La question déchirante que soulève la famille d'Ambre, 15 ans, est comment un autocar peut circuler avec une porte de soute ouverte sans aucune alerte. Le tragique accident s'est produit le 30 janvier 2026, sur la RD1092 en Isère, alors qu’Ambre se rendait à son cours de natation. Ce jour-là, le car de la société UTP, faisant le trajet entre Saint-Marcellin et Grenoble, a causé une catastrophe : la porte de la soute à bagages, restée largement ouverte, a violemment percuté la jeune fille.
Le témoignage de Nicolas Dastugue, le père d’Ambre, témoigne d’une douleur incommensurable. Il décrit la scène comme d’une violence inouïe : « Ambre a été percutée au niveau de la nuque par la porte de la soute qui dépassait du véhicule. Elle a été tuée sur le coup. » Ce drame souligne une question cruciale sur la sécurité des transports en commun.

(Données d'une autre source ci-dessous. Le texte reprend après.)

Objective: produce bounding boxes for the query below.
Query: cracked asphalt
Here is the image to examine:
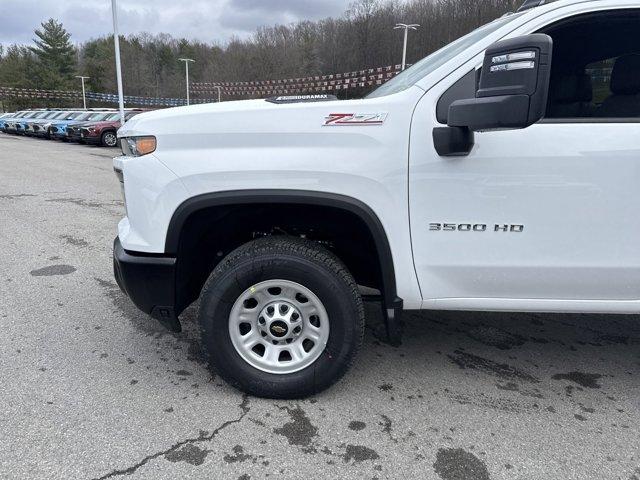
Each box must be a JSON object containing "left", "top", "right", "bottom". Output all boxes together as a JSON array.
[{"left": 0, "top": 134, "right": 640, "bottom": 480}]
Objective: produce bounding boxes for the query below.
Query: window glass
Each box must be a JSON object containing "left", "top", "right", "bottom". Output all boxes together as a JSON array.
[{"left": 543, "top": 9, "right": 640, "bottom": 121}]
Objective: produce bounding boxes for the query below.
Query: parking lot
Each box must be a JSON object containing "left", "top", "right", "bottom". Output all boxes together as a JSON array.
[{"left": 0, "top": 134, "right": 640, "bottom": 480}]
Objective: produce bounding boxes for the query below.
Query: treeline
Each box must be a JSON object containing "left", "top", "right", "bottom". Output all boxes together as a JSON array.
[{"left": 0, "top": 0, "right": 521, "bottom": 109}]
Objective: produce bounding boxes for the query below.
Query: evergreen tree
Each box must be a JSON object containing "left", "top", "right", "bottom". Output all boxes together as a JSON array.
[{"left": 29, "top": 18, "right": 76, "bottom": 89}]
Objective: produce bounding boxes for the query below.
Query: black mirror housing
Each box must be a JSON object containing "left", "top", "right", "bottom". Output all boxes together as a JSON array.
[{"left": 447, "top": 33, "right": 553, "bottom": 131}]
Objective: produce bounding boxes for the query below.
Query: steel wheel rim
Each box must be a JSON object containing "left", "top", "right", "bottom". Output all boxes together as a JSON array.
[
  {"left": 104, "top": 133, "right": 118, "bottom": 147},
  {"left": 229, "top": 279, "right": 329, "bottom": 375}
]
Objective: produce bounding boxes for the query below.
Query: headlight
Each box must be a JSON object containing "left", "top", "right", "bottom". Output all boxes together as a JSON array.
[{"left": 120, "top": 135, "right": 156, "bottom": 157}]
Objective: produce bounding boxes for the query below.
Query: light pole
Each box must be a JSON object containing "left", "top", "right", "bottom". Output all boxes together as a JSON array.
[
  {"left": 76, "top": 75, "right": 91, "bottom": 110},
  {"left": 393, "top": 23, "right": 420, "bottom": 70},
  {"left": 178, "top": 58, "right": 195, "bottom": 105},
  {"left": 111, "top": 0, "right": 124, "bottom": 125}
]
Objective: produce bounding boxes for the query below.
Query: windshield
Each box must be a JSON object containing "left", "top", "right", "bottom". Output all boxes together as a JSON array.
[
  {"left": 73, "top": 112, "right": 95, "bottom": 121},
  {"left": 367, "top": 12, "right": 524, "bottom": 98},
  {"left": 88, "top": 112, "right": 112, "bottom": 121},
  {"left": 51, "top": 112, "right": 69, "bottom": 120}
]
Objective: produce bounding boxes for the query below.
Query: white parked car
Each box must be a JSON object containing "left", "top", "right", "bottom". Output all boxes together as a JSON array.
[{"left": 114, "top": 0, "right": 640, "bottom": 398}]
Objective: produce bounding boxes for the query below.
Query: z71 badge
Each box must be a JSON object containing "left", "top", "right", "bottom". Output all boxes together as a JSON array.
[{"left": 324, "top": 113, "right": 387, "bottom": 127}]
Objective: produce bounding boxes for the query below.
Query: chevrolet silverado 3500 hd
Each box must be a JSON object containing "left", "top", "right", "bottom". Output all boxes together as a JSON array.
[{"left": 114, "top": 0, "right": 640, "bottom": 398}]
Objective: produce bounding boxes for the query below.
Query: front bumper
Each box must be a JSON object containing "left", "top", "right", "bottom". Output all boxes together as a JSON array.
[{"left": 113, "top": 237, "right": 182, "bottom": 332}]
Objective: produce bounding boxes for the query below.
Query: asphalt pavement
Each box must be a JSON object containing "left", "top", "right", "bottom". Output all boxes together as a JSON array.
[{"left": 0, "top": 134, "right": 640, "bottom": 480}]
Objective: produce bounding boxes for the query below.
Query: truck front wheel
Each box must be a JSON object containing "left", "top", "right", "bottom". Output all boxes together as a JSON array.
[{"left": 199, "top": 237, "right": 364, "bottom": 398}]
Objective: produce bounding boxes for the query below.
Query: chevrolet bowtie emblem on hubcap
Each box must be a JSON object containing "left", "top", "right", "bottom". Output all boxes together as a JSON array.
[{"left": 269, "top": 322, "right": 289, "bottom": 337}]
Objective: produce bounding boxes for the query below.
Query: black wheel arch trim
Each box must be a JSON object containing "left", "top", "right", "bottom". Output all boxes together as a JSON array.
[{"left": 165, "top": 189, "right": 403, "bottom": 317}]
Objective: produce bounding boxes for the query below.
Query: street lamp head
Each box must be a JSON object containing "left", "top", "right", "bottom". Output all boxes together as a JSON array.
[{"left": 393, "top": 23, "right": 420, "bottom": 30}]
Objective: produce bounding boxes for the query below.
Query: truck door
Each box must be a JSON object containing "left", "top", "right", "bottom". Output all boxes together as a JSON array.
[{"left": 409, "top": 9, "right": 640, "bottom": 312}]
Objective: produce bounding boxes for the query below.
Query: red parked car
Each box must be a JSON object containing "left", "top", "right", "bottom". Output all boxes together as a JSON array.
[{"left": 80, "top": 110, "right": 145, "bottom": 147}]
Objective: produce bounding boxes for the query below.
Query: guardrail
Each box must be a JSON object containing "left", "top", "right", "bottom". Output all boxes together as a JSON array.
[{"left": 0, "top": 65, "right": 402, "bottom": 107}]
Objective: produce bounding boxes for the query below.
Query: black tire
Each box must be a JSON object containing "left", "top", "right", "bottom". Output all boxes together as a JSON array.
[
  {"left": 199, "top": 237, "right": 365, "bottom": 399},
  {"left": 100, "top": 130, "right": 118, "bottom": 147}
]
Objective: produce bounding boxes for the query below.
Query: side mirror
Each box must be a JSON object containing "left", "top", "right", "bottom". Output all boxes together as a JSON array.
[{"left": 434, "top": 33, "right": 553, "bottom": 156}]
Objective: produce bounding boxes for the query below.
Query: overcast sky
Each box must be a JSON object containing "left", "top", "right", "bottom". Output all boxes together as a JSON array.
[{"left": 0, "top": 0, "right": 351, "bottom": 44}]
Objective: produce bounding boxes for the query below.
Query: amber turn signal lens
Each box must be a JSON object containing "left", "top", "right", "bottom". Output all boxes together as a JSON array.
[{"left": 135, "top": 137, "right": 156, "bottom": 155}]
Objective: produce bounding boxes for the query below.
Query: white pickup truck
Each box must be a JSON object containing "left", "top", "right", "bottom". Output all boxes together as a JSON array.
[{"left": 114, "top": 0, "right": 640, "bottom": 398}]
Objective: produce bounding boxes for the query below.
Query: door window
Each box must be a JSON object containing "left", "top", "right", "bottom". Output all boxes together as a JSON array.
[{"left": 542, "top": 10, "right": 640, "bottom": 122}]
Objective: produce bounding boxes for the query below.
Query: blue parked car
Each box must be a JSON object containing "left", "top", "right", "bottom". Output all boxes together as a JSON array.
[
  {"left": 25, "top": 109, "right": 84, "bottom": 138},
  {"left": 3, "top": 110, "right": 42, "bottom": 133},
  {"left": 16, "top": 109, "right": 65, "bottom": 135}
]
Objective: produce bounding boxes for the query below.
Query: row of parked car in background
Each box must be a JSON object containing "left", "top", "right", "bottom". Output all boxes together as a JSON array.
[{"left": 0, "top": 108, "right": 145, "bottom": 147}]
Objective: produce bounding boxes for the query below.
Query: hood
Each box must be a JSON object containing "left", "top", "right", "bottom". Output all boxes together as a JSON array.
[
  {"left": 118, "top": 90, "right": 416, "bottom": 140},
  {"left": 78, "top": 120, "right": 120, "bottom": 128}
]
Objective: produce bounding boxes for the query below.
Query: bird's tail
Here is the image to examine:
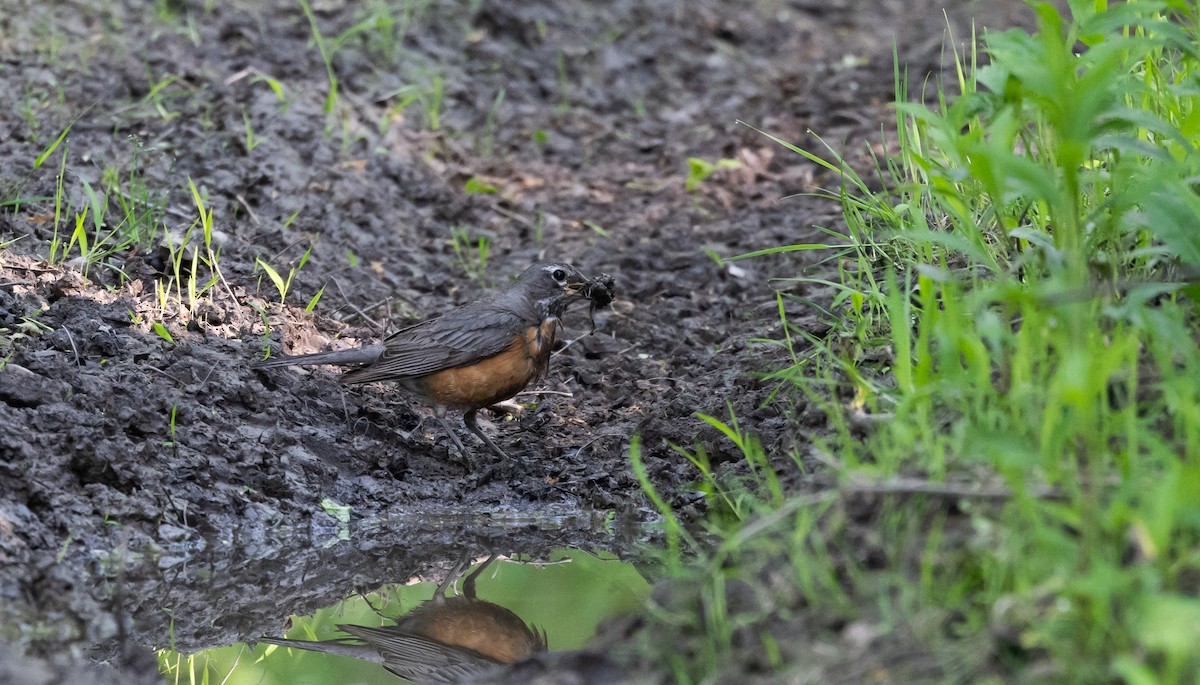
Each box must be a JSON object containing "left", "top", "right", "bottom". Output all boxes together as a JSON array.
[
  {"left": 258, "top": 637, "right": 383, "bottom": 663},
  {"left": 253, "top": 344, "right": 383, "bottom": 368}
]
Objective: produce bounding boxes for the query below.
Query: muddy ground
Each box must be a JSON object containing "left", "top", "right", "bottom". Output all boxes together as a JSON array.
[{"left": 0, "top": 0, "right": 1027, "bottom": 681}]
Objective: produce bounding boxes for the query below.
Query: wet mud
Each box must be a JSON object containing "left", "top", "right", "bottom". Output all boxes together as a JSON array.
[{"left": 0, "top": 0, "right": 1026, "bottom": 683}]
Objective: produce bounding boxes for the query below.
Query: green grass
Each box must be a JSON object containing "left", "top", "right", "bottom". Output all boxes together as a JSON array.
[{"left": 643, "top": 2, "right": 1200, "bottom": 685}]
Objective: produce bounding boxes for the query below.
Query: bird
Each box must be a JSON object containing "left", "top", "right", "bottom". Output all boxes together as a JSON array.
[
  {"left": 259, "top": 553, "right": 547, "bottom": 683},
  {"left": 254, "top": 262, "right": 614, "bottom": 459}
]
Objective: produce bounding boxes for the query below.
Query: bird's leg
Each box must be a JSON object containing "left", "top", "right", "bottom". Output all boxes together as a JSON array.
[
  {"left": 433, "top": 407, "right": 470, "bottom": 464},
  {"left": 462, "top": 409, "right": 509, "bottom": 461},
  {"left": 433, "top": 552, "right": 470, "bottom": 600},
  {"left": 462, "top": 552, "right": 498, "bottom": 600}
]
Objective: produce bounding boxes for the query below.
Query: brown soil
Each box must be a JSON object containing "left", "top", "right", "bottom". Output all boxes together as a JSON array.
[{"left": 0, "top": 0, "right": 1025, "bottom": 683}]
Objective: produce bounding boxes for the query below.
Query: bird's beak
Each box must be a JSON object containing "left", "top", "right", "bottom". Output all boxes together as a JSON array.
[
  {"left": 582, "top": 274, "right": 616, "bottom": 308},
  {"left": 563, "top": 272, "right": 592, "bottom": 299}
]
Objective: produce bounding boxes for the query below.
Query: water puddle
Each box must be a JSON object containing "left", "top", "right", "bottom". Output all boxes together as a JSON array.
[{"left": 158, "top": 547, "right": 649, "bottom": 685}]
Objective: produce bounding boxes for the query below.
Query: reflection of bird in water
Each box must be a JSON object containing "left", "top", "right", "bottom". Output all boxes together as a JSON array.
[{"left": 260, "top": 554, "right": 546, "bottom": 683}]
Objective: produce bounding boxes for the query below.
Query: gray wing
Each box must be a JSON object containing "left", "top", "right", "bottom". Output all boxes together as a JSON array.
[
  {"left": 342, "top": 302, "right": 528, "bottom": 383},
  {"left": 337, "top": 625, "right": 499, "bottom": 683}
]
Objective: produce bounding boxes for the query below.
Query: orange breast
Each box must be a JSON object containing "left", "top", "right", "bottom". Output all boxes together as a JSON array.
[
  {"left": 398, "top": 599, "right": 546, "bottom": 663},
  {"left": 420, "top": 319, "right": 558, "bottom": 409}
]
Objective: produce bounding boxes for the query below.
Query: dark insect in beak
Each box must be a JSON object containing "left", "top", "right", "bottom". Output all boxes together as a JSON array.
[{"left": 583, "top": 274, "right": 616, "bottom": 335}]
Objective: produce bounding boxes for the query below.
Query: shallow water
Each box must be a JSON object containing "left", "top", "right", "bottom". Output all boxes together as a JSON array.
[{"left": 158, "top": 549, "right": 649, "bottom": 685}]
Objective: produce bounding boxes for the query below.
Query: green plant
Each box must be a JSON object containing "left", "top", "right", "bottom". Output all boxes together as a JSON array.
[
  {"left": 683, "top": 157, "right": 742, "bottom": 193},
  {"left": 254, "top": 246, "right": 316, "bottom": 304},
  {"left": 635, "top": 2, "right": 1200, "bottom": 684},
  {"left": 155, "top": 178, "right": 229, "bottom": 318}
]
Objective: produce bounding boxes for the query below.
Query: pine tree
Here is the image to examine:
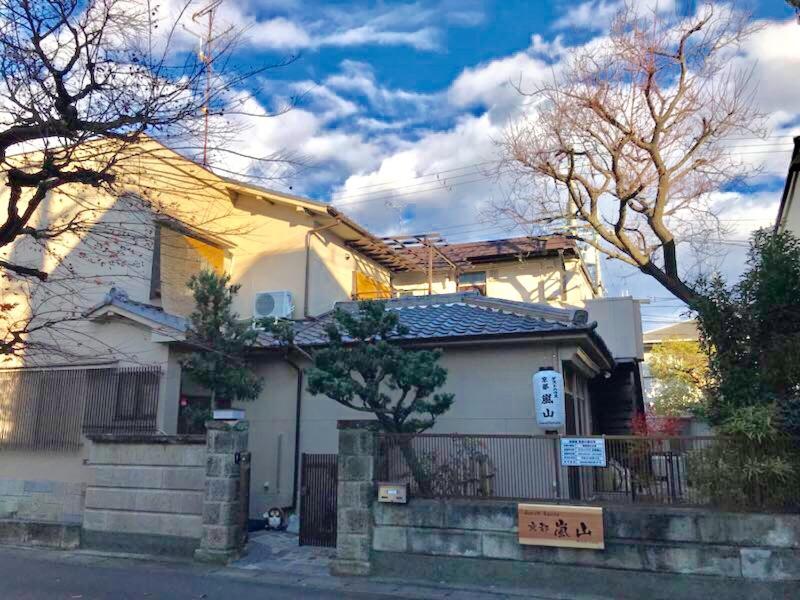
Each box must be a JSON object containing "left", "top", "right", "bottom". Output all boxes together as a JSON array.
[
  {"left": 181, "top": 270, "right": 262, "bottom": 409},
  {"left": 308, "top": 301, "right": 453, "bottom": 433}
]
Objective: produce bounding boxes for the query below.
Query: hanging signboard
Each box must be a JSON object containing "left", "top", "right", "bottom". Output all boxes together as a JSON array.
[
  {"left": 533, "top": 367, "right": 564, "bottom": 429},
  {"left": 517, "top": 504, "right": 606, "bottom": 550},
  {"left": 561, "top": 438, "right": 608, "bottom": 467}
]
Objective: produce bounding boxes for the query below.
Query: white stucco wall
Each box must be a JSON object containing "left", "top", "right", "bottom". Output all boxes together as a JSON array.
[{"left": 233, "top": 341, "right": 590, "bottom": 518}]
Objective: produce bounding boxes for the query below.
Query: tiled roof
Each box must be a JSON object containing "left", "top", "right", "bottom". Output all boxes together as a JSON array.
[
  {"left": 260, "top": 292, "right": 594, "bottom": 347},
  {"left": 84, "top": 287, "right": 187, "bottom": 331},
  {"left": 643, "top": 319, "right": 700, "bottom": 344}
]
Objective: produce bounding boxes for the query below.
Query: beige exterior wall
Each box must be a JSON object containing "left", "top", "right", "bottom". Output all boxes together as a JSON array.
[
  {"left": 0, "top": 144, "right": 389, "bottom": 364},
  {"left": 234, "top": 342, "right": 591, "bottom": 518},
  {"left": 394, "top": 257, "right": 595, "bottom": 306}
]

La gravité de l'impact ne laisse guère de place au doute quant à la soudaineté du choc. Plus choquant encore, la conductrice n’a réalisé l'ouverture de la soute qu'à son arrivée au terminus. « Cet accident a brisé toute notre famille », ajoute le père de la victime.
Que tous les cars soient équipés d’un système d’alerte
Les enquêteurs cherchent à établir les responsabilités dans ce drame. « Nous voulons savoir s’il y a eu une défaillance technique ou une erreur humaine. La négligence a tué », plaide Me Rajon, l’avocat de la famille. Devant les multiples alertes sonores émis par les véhicules de tourisme pour une ceinture oubliée ou une porte mal fermée, il est saisissant de constater que certains bus de transport ne possèdent pas de tels systèmes.
« Il faut faire évoluer la réglementation pour que tous les cars soient équipés de systèmes d’alerte », insiste-t-il avec force. Nicolas Dastugue, en mémoire de sa fille qu'il décrit comme son « rayon de soleil », souhaite que ce drame devienne un électrochoc pour protéger les futurs usagers et piétons.